Hi there,
I am using ShatterSeek to infer potential chromothripsis. It seems that the original article of ShatterSeek used output of DELLY as input for structual variation. However, when I read the vignette of ShatterSeek, the demo data seems to have two chromosome breakpoint (below is the input format of structural variation for ShatterSeek), while the output of DELLY only provided one.
chrom1
(character): chromosome for the first breakpoint
pos1
(character): position for the first breakpoint
chrom2
(character): chromosome for the second breakpoint
pos2
(character): position for the second breakpoint
SVtype
(character): type of SV, encoded as: DEL (deletion-like; +/-), DUP (duplication-like; -/+), h2hINV (head-to-head inversion; +/+), and t2tINV (tail-to-tail inversion; -/-).
strand1
(e.g. + for DEL)
strand2
(e.g. - for DEL)
I am not sure if the output of DELLY still need further annotation to get such format for ShatterSeek?
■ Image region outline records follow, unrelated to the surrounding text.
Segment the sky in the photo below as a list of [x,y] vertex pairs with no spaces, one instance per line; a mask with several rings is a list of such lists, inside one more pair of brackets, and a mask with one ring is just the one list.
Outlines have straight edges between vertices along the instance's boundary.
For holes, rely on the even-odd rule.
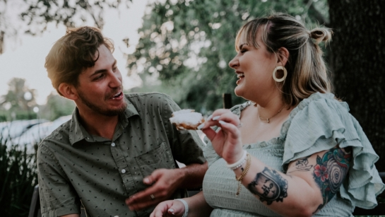
[[[131,54],[139,40],[137,30],[141,27],[142,18],[148,0],[133,0],[119,11],[107,9],[105,11],[105,24],[102,33],[111,38],[115,45],[114,57],[117,61],[125,89],[141,85],[141,79],[128,77],[126,68],[126,58],[124,54]],[[8,83],[12,78],[25,78],[29,88],[35,89],[36,101],[39,105],[46,103],[47,97],[55,91],[51,81],[47,76],[44,67],[45,57],[53,44],[66,33],[66,28],[61,25],[49,25],[47,30],[40,36],[20,35],[17,39],[6,39],[5,52],[0,54],[0,95],[6,94]],[[130,47],[126,47],[122,40],[129,38]]]

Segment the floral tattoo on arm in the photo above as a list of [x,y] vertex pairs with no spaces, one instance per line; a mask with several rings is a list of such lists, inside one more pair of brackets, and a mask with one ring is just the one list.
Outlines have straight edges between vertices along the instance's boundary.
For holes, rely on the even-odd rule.
[[349,170],[351,158],[350,148],[340,148],[330,149],[322,157],[317,156],[313,177],[321,189],[324,202],[318,206],[314,213],[339,191]]

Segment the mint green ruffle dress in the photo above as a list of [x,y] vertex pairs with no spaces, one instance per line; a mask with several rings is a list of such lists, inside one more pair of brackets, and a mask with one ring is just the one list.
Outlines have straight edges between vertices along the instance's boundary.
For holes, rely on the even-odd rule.
[[[234,107],[241,111],[250,102]],[[280,216],[244,186],[235,197],[237,182],[212,144],[207,143],[204,156],[208,162],[203,191],[206,201],[214,209],[211,216]],[[346,102],[334,99],[331,93],[319,93],[303,100],[290,112],[280,134],[268,141],[245,144],[243,148],[271,168],[285,172],[290,162],[340,147],[353,148],[353,162],[340,192],[314,216],[353,216],[355,206],[371,209],[377,206],[376,197],[385,188],[374,166],[379,156],[357,120],[349,113]],[[279,202],[278,202],[279,203]]]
Even if I have a TCHR and START column in DELLY output, but most of DUP and DEL types of SV do not have any values in these column. I am totally lost now, anyone any suggestions?
Many thanks in advance.
This is wrong, see the INFO/CHR2 annotation. eg. https://github.com/VCCRI/SVPV/blob/master/example/delly.vcf#L509
chr12 71315481 INV00010872 A <INV> . PASS PRECISE;SVTYPE=INV;SVMETHOD=EMBL.DELLYv0.7.3;CHR2=chr12;END=71316542;INSLEN=0;PE=68;MAPQ=60;CT=5to5;CIPOS=-42,42;CIEND=-42,42;SR=33;SRQ=1;CONSENSUS=GAGGAGGCCAGAGGTTGGGTAAACAGGGCCTGGCTGAGGTGTGTTGGCTCTACTGAGTGGATTTCTGCCTGCCACCTCATTGCTCTATTTGCAGCCTCATCCCAACCCCAGGCAGCAGTTAAAGAGAGAACAGGAGTAAAAATTAACAGG;CE=1.99026;RDRATIO=1.2289;AC=2;AN=6 (...)
Thank you for pointing this out. But I have a different file format:
You can see I can just find a TCHR and TSTART of which values are both na. Additionally there is no TEND.